Tornando alle parole di Marchionne, si capisce chiaramente come non solo l’Italia è ferma, ma che lui non si riferiva solamente a responsabilità attribuibili al sindacato: si tenga conto, a tal proposito, che la vicenda Fiat è stata continuamente e impropriamente presentata all’opinione pubblica come un duello rusticano tra Marchionne e il sindacato di Maurizio Landini. È evidente che Marchionne si riferiva anche alla politica, che non ha saputo dare risposte all’economia e alla crisi economica: anzi, tra i principali ostacoli alla crescita spiccano la pressione fiscale e l’inefficienza della burocrazia, oltre che l’accesso al credito.
Ma perché oggi Fiat-Chrysler dovrebbe essere più lontana dall’Italia? Perché oggi più di ieri quest’investitore sarà attento ai conti – “non si può gestire operazioni in perdita per sempre”. Al di là del trasferimento a Detroit del centro direzionale, il futuro di qualche stabilimento – come abbiamo scritto – è incerto. La domanda interna è ferma, certamente anche in Europa la crisi del settore auto è forte, Fiat vende in Europa un terzo delle auto di quelle che Chrysler vende negli Stati Uniti (è di queste ore la notizia che le vendite di Chrysler sul mercato automobilistico americano nel 2013 sono aumentate del 9%, il livello più alto dal 2007; si tratta del quarto anno consecutivo di crescita).

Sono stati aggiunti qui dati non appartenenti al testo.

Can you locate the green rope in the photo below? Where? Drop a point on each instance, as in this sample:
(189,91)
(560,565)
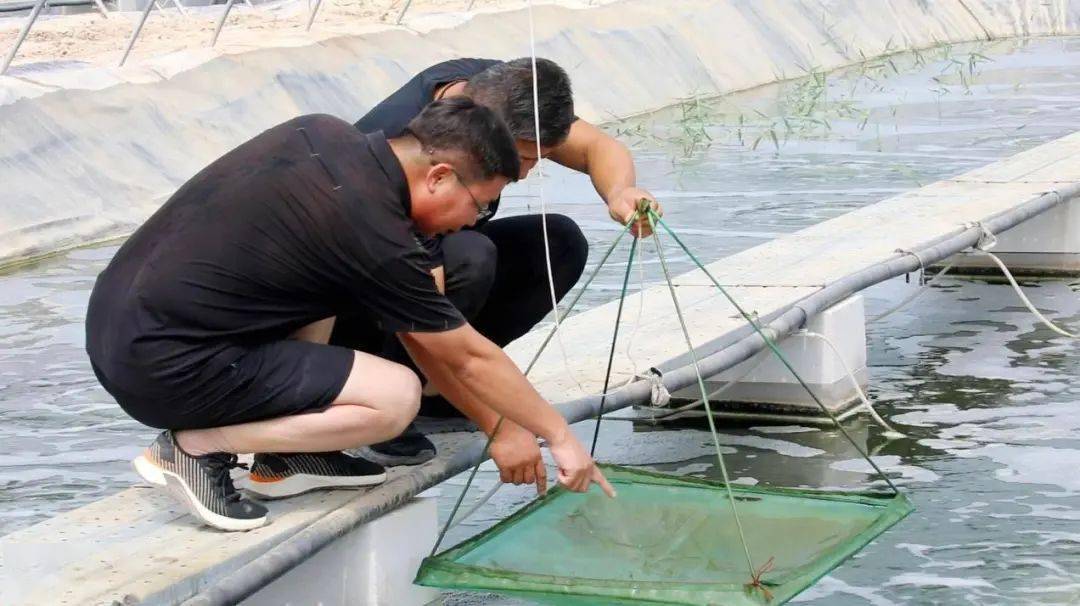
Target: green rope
(772,345)
(615,338)
(487,445)
(704,392)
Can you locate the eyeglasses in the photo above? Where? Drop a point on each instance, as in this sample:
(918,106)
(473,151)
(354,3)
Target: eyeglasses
(482,212)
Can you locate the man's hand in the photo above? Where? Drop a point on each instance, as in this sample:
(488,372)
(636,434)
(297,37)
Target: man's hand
(577,470)
(517,456)
(622,205)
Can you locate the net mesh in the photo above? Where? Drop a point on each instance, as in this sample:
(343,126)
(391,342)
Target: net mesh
(664,540)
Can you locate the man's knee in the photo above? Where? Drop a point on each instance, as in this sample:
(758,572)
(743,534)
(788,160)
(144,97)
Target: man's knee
(572,247)
(404,403)
(470,260)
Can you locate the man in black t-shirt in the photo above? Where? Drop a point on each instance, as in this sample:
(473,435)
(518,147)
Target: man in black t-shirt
(496,273)
(212,320)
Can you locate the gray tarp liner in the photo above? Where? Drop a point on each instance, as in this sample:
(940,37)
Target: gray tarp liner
(88,152)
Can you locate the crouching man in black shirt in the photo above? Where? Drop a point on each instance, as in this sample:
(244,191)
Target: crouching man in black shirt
(212,321)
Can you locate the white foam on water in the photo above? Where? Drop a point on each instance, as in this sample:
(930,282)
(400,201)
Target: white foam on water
(888,463)
(1033,465)
(829,587)
(922,579)
(784,429)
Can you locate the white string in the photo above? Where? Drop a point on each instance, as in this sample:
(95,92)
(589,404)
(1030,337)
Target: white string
(986,242)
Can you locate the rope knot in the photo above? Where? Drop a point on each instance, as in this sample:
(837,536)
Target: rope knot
(755,582)
(659,396)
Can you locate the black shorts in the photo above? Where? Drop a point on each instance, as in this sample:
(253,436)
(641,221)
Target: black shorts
(265,381)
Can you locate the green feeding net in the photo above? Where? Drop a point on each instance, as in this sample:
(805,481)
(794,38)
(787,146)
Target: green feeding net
(664,540)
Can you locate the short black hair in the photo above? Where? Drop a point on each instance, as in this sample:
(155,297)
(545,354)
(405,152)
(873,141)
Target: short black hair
(459,126)
(508,89)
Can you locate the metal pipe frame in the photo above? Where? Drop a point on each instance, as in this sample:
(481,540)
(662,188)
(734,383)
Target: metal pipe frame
(22,35)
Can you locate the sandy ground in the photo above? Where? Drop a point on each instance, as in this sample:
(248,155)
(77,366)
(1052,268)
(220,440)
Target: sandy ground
(94,39)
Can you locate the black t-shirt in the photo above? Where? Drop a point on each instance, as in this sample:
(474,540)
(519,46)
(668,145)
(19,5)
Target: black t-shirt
(308,219)
(395,111)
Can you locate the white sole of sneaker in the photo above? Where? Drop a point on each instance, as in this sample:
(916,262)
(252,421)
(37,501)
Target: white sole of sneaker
(387,460)
(178,489)
(304,483)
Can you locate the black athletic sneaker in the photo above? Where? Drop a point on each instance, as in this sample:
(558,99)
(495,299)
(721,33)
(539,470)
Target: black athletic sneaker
(285,474)
(410,447)
(202,484)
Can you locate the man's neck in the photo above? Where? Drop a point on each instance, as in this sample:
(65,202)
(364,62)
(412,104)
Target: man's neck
(451,90)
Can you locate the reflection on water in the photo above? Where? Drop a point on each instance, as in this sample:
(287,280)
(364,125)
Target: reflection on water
(988,399)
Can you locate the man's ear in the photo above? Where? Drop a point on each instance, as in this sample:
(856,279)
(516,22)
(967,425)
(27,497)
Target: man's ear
(437,174)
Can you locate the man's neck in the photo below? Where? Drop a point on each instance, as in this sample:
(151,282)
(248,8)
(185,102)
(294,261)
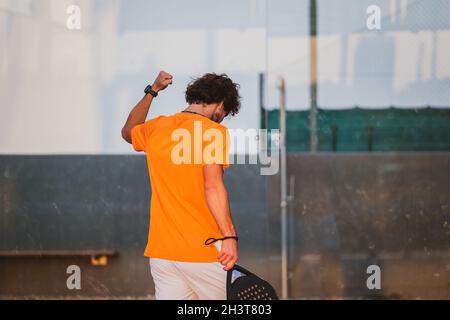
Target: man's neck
(197,108)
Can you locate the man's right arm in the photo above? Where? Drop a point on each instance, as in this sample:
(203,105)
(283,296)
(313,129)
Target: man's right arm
(217,199)
(140,111)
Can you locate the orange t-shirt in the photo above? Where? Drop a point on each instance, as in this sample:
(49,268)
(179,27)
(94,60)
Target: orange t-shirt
(180,219)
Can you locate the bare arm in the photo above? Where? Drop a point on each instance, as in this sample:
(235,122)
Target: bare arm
(217,199)
(140,111)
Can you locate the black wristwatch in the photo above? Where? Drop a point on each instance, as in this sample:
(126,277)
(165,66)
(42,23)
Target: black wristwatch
(149,89)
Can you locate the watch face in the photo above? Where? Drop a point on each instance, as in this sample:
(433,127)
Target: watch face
(149,89)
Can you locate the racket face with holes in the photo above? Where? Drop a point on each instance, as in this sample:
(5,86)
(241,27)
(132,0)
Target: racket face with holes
(250,287)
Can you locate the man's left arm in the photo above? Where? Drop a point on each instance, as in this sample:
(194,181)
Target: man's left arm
(140,111)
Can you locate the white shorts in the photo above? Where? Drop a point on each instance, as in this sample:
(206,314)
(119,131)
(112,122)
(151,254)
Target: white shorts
(176,280)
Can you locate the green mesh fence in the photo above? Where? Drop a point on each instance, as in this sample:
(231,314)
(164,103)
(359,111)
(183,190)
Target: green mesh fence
(392,129)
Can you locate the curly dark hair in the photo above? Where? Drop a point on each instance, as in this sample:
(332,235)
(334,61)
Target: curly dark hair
(214,88)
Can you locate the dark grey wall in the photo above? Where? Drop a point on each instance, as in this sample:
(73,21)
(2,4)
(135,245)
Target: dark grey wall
(349,211)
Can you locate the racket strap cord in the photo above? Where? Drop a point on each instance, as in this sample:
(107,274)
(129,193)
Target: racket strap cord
(212,240)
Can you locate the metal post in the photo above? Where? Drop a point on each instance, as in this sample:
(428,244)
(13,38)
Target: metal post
(283,203)
(314,140)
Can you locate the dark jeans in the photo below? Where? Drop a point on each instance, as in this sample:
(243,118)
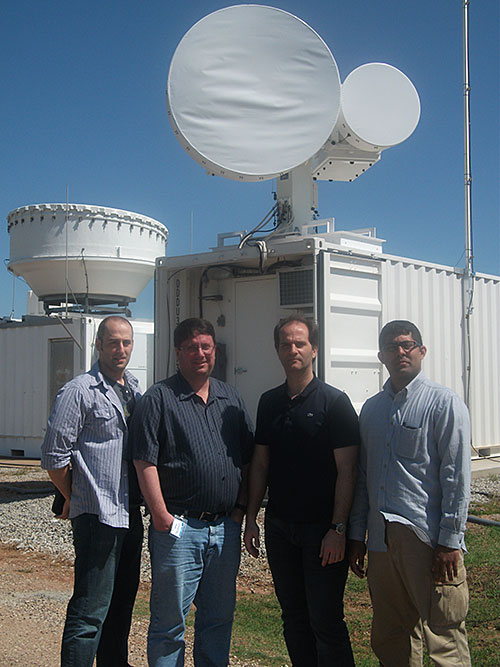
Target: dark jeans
(107,571)
(311,596)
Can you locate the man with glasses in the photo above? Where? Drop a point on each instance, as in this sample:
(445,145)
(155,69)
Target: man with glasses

Il problema reale è che l’impresa in Italia non ha risposte strutturali per crescere. Se in Italia si producono un quarto dei veicoli della Spagna e meno della Repubblica Slovacca, la colpa non è di Fiat.
Nel 2013 in Italia si sono vendute poco più di 1 milione e 300 mila auto, dal 2007 il mercato italiano è calato quasi del 50%, e più del 25% rispetto al 2011. Oggi in Italia si producono 400mila auto, un quarto di quelle realizzate da imprese straniere in Spagna, nel Regno Unito la sola Toyota ne assembla 3 milioni. Se in Italia non ci sono praticamente investitori stranieri la colpa non è di Marchionne.
Intanto sono iniziati i negoziati per il rinnovo del contratto Fiat-Chrysler in Italia, senza la Fiom-Cgil. Tuttavia, chi scrive ha ragione di pensare che con la Fiom si smorzerà il conflitto; questa fase di disgelo è iniziata dopo la sentenza della Consulta e con la fine, di fatto, della vicenda giudiziale. A novembre, dopo tre anni, sono ripresi i rapporti tra Fiom e Fiat: in Italia Marchionne avrà buone condizioni di governabilità degli stabilimenti e buone soluzioni per la produzione, che di fatto già ha. Ma la direzione di un Paese in caduta di competitività non cambierà con i recenti interventi dell’esecutivo guidato da Enrico Letta: ecco il vero nome del problema che oggi Fiat-Chrysler ha in Italia.